Be vulnerable, share the pain with those who offer support. Use photos and mementos to help you mourn, not to live in the past. Allow yourself to grieve in a way that suits you. Be prepared to grow within changes in your life. Realise that any new death will bring up feelings about your past losses.
I can recommend a new website which you can visit at www.widowedyoung.ie Widowed Young Ireland is a recently formed group of young men and women in Ireland who have been widowed at a young age. It offers young widows and widowers a chance to learn to live with their loss amongst friends, and provides support and encouragement.
In the last 2 days of my mother’s life we were instructed not to feed my mother drinks or food. I feel guilty since, thinking that we could have caused her suffering . Could we not have given her something nourishing like a small bowl of soup that would have been easily digested?
To lose a parent at any stage of life, be it as a child or an adult, is a life changing experience. It is difficult to describe the intensity of the pain you feel for the death of someone close, who in many cases has influenced not only your life, but the type of person you have become. Grief does not follow any stages and is unpredictable. It can bring with it many emotions including guilt, this is normal.

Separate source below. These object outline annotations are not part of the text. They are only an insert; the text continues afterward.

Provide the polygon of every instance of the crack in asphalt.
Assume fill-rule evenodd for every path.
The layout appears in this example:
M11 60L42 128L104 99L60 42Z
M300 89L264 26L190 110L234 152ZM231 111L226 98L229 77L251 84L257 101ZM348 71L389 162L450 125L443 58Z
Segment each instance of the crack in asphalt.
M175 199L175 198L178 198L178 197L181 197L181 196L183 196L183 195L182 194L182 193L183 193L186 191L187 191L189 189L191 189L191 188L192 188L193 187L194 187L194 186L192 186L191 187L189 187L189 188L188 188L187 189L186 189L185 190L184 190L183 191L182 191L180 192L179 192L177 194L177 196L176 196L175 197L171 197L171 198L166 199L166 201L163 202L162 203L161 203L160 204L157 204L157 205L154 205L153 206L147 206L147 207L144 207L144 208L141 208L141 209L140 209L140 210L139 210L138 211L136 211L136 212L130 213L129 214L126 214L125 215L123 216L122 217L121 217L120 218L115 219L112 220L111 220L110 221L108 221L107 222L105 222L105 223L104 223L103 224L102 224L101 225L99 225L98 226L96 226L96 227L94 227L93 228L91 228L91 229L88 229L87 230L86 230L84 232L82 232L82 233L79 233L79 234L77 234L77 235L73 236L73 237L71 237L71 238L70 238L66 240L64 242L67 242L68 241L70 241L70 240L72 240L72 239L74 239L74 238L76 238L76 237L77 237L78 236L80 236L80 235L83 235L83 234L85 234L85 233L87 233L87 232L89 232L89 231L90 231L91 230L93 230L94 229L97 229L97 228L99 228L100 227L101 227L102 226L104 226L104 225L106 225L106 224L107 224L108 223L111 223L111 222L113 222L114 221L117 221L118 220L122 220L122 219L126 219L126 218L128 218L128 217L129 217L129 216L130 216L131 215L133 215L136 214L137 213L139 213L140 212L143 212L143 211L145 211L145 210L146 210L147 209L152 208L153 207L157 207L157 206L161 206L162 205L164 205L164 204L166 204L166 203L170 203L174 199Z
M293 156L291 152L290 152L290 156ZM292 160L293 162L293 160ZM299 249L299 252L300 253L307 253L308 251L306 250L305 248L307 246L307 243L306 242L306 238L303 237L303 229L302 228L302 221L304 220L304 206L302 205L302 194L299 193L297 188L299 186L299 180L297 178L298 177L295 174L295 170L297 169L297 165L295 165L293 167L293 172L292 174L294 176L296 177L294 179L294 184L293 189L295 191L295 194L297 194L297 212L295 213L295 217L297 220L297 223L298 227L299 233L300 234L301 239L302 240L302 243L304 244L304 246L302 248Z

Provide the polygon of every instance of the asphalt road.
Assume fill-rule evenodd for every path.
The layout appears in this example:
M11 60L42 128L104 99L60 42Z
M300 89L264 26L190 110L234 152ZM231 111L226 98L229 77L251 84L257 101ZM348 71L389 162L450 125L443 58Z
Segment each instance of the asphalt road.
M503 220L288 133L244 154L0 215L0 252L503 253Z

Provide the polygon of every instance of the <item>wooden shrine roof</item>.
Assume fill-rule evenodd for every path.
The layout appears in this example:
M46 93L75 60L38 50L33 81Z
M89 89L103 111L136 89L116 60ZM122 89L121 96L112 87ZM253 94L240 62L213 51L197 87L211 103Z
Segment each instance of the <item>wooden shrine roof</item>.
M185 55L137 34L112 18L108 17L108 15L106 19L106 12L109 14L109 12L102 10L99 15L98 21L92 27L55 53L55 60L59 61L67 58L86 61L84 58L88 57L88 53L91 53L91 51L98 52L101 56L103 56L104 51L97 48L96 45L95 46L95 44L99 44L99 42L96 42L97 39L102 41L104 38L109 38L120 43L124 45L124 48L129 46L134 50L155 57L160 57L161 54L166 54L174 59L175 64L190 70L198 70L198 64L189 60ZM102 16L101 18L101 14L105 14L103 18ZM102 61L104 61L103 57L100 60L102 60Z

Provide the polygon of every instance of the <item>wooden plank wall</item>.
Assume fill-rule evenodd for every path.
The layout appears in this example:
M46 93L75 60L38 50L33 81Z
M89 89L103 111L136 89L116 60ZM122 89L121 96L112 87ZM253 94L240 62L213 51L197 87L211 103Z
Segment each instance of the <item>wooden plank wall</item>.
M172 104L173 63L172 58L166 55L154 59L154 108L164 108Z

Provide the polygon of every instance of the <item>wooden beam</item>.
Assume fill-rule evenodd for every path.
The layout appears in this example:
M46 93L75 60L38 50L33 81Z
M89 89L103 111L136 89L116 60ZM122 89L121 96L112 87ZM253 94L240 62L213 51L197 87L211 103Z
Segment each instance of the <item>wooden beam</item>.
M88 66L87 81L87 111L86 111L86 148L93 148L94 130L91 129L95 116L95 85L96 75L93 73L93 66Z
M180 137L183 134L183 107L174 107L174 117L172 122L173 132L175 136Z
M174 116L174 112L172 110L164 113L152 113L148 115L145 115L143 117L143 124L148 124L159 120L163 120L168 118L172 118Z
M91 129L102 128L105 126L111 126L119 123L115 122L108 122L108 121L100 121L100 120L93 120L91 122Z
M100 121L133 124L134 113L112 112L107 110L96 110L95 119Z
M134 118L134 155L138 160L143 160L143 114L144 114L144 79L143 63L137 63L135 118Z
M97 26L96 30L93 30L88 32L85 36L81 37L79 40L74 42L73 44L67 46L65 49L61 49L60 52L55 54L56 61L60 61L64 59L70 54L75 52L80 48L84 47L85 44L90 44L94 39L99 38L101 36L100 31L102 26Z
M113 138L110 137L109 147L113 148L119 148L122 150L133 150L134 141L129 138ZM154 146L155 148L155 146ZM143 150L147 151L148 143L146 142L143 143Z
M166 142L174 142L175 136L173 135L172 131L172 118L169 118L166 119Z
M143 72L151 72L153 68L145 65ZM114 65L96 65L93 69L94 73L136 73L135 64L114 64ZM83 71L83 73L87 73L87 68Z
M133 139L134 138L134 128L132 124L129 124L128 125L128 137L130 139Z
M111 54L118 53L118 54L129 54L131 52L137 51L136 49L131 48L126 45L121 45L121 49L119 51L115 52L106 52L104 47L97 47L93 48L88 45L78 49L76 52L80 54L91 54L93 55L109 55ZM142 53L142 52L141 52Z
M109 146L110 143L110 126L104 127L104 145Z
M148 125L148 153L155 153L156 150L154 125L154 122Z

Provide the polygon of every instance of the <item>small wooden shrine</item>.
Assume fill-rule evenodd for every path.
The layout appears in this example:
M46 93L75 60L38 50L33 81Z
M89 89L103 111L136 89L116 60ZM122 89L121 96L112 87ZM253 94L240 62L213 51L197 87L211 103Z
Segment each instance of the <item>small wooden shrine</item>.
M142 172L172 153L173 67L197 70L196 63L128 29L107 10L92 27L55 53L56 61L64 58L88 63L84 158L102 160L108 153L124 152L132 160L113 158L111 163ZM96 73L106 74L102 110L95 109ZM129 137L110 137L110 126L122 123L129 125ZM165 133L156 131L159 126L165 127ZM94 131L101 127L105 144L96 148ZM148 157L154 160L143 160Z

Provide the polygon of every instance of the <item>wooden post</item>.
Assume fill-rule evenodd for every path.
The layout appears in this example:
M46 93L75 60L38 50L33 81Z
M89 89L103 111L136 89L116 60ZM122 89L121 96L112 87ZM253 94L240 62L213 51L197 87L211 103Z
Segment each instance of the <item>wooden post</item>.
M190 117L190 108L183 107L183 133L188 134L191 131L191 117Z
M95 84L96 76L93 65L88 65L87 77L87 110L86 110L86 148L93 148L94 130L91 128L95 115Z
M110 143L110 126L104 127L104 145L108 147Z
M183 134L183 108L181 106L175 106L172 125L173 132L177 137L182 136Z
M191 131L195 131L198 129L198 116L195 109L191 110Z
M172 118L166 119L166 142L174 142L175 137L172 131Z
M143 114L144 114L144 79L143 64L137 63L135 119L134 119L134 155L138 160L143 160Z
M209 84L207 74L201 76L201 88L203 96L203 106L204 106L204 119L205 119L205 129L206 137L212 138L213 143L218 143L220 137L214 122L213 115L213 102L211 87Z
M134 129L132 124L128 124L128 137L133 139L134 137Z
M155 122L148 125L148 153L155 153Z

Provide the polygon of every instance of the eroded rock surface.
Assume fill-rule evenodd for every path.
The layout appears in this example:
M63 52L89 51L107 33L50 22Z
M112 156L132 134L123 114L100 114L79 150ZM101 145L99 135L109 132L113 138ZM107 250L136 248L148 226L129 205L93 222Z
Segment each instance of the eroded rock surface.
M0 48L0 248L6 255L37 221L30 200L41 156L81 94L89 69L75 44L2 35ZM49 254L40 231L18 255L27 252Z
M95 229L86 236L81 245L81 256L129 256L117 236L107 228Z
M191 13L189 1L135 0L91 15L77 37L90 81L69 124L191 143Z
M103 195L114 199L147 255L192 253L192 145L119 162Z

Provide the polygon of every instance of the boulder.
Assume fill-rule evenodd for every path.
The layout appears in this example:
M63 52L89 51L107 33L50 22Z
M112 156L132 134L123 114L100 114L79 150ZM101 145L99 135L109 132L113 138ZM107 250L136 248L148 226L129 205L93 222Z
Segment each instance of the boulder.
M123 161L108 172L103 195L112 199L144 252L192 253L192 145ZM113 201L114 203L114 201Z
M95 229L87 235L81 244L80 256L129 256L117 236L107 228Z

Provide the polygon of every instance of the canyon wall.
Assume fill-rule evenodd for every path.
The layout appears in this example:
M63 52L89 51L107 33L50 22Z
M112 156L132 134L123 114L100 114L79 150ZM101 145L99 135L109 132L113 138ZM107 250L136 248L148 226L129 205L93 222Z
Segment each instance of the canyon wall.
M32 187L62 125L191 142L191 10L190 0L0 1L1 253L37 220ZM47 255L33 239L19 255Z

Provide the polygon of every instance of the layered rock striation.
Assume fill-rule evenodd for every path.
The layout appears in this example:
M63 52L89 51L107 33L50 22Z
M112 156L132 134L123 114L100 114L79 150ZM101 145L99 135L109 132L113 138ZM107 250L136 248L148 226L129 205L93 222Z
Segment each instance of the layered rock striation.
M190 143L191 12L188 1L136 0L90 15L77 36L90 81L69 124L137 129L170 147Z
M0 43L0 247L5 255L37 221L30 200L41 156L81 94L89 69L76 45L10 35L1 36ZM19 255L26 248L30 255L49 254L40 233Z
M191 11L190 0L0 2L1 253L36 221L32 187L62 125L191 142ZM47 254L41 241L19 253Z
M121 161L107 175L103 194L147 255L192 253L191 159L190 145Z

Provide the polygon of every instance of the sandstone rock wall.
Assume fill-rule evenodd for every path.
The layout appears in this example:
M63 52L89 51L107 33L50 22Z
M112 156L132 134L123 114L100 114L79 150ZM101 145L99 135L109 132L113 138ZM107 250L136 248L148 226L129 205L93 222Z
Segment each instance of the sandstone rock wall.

The last days and hours of life are very difficult for you to sit and watch someone you love slip away. While you may have felt helpless, be assured your presence alone would have been a great source of comfort to your Mum. It is human nature that makes us feel we should be doing something, be it fixing pillows, straightening bedclothes, or trying to give food and drinks. When someone begins to die their bodies weaken and are not able to tolerate or digest food and fluids. What happens is, if anything is given, for example fluids, they cannot be absorbed in the normal way and will pool in the chest area, only contributing to distress and discomfort. So by not giving anything to your Mum in those last days meant you were in fact preventing this occurring. So be assured there was nothing more you could have done and in no way did you harm your Mum. Try to acknowledge your loss now, and know that those overwhelming feelings will lesson with time. Do ask for help and share your feelings with your loved ones, who may have similar concerns as you.